La CAF va probablement soutenir que ces virements réguliers constituent une "ressource" qui aurait dû être déclarée pour le calcul de vos aides (RSA, Prime d'activité, APL). Leur objectif est de recalculer vos droits à la baisse et de vous réclamer un indu (un trop-perçu).
**Le risque majeur :** Si la CAF estime qu'il y a eu "omission volontaire", elle peut qualifier cela de fraude. Cela lui permet de remonter sur **5 ans** de prestations au lieu de 2 ans, et d'appliquer des pénalités financières conformément à [l'article L553-2 du Code de la sécurité sociale](/articles/code-de-la-securite-sociale/L553-2).
### 2. La charge de la preuve : Comment prouver que ce n'est pas de la pension ?
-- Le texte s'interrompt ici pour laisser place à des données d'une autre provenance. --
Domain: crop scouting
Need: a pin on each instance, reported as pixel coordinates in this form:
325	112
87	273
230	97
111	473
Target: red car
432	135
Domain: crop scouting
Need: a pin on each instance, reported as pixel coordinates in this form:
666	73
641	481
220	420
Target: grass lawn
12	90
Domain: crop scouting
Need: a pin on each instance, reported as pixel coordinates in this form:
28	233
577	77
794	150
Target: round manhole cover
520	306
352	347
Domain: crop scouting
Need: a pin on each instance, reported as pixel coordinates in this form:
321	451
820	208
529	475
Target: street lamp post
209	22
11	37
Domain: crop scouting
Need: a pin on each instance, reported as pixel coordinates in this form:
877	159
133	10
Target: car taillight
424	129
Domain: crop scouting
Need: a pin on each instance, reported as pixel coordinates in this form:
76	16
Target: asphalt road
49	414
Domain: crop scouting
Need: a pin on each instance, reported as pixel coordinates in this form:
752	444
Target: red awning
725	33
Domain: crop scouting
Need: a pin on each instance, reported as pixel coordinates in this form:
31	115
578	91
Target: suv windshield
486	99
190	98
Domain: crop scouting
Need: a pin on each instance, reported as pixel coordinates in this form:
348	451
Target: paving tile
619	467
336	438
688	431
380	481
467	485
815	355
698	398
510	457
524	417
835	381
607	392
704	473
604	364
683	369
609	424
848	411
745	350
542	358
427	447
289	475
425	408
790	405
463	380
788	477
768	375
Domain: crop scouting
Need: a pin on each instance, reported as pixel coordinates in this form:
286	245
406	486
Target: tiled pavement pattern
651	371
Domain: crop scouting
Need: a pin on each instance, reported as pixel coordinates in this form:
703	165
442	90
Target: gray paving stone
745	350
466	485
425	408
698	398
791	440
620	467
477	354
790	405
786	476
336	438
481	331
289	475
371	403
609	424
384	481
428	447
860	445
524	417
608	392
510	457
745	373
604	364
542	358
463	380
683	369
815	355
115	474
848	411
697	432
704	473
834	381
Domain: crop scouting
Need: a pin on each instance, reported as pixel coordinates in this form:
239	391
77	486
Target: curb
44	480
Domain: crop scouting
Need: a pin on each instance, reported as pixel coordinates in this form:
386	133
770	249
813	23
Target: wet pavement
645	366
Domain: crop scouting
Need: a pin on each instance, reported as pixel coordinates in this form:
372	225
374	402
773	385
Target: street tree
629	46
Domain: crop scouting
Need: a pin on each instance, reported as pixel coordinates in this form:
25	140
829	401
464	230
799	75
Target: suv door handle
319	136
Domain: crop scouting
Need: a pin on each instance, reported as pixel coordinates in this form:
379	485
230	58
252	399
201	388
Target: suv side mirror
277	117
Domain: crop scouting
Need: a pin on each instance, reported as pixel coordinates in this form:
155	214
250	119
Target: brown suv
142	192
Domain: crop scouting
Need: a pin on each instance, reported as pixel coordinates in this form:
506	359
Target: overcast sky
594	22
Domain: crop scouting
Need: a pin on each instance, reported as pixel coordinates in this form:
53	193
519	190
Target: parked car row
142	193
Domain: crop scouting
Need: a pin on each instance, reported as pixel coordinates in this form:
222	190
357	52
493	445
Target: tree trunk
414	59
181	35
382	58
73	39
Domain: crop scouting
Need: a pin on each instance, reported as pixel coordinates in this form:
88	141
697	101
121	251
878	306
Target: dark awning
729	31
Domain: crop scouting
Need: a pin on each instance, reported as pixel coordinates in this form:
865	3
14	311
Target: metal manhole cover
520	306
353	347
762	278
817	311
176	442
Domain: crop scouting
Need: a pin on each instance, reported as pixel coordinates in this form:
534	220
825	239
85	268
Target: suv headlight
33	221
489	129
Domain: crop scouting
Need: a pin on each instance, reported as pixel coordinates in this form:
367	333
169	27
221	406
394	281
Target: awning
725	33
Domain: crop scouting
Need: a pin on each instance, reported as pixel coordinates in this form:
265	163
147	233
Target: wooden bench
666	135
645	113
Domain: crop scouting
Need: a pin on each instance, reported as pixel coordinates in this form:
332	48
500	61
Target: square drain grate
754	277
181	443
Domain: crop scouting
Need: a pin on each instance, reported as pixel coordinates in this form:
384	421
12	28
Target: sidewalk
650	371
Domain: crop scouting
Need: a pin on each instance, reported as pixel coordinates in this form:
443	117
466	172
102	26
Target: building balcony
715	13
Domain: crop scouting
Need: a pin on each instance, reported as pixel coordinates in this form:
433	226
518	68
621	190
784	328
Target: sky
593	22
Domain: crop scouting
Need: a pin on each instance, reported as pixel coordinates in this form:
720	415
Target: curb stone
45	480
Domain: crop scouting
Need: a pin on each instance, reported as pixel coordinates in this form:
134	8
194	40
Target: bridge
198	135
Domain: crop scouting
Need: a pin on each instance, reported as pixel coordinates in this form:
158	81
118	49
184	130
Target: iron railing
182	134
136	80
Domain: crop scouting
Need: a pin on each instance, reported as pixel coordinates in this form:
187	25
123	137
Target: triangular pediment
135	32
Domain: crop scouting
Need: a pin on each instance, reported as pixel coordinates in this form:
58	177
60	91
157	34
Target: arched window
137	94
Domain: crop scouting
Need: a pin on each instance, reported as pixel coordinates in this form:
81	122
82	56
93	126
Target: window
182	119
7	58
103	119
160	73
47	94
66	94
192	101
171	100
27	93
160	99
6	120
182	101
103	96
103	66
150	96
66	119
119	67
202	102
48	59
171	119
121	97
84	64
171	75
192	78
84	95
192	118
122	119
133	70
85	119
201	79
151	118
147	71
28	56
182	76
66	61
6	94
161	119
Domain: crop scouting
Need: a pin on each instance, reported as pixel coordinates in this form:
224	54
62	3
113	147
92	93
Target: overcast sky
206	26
Pour la CAF, "virement de l'ex = pension". C'est à vous de renverser cette présomption par des preuves écrites. La loi ne vous oblige pas à déclarer ce qui n'est pas un revenu.
* **Pour les frais de péage :** Produisez vos relevés de badge télépéage ou tickets de CB corrélés aux dates des virements. Expliquez qu'il s'agit d'un **remboursement de frais de transport** lié à l'exercice du droit de visite, et non d'un enrichissement.
* **Pour le voyage scolaire :** Fournissez la facture de l'école ou le mot dans le carnet de correspondance indiquant le prix du voyage. Le virement du papa doit correspondre exactement (ou pour moitié) à cette somme.
* **Pour les cadeaux d'anniversaire :** Si le virement porte la mention "Anniversaire" ou "Cadeau", invoquez la notion de **"présent d'usage"**. Les cadeaux faits pour un événement précis et proportionnés aux revenus ne sont pas des revenus imposables ni des prestations sociales.
### 3. Analyse du risque (Go/No-Go)
Si la somme totale de ces virements sur l'année est faible (quelques centaines d'euros), le risque financier est limité. En revanche, si ces virements sont mensuels et s'élèvent à plusieurs milliers d'euros par an, la CAF ne lâchera pas facilement.
**Attention :** Si vous avez un jugement de divorce qui fixe une pension et que le père verse *en plus* ces sommes, la CAF considère souvent que c'est un complément de pension occulte.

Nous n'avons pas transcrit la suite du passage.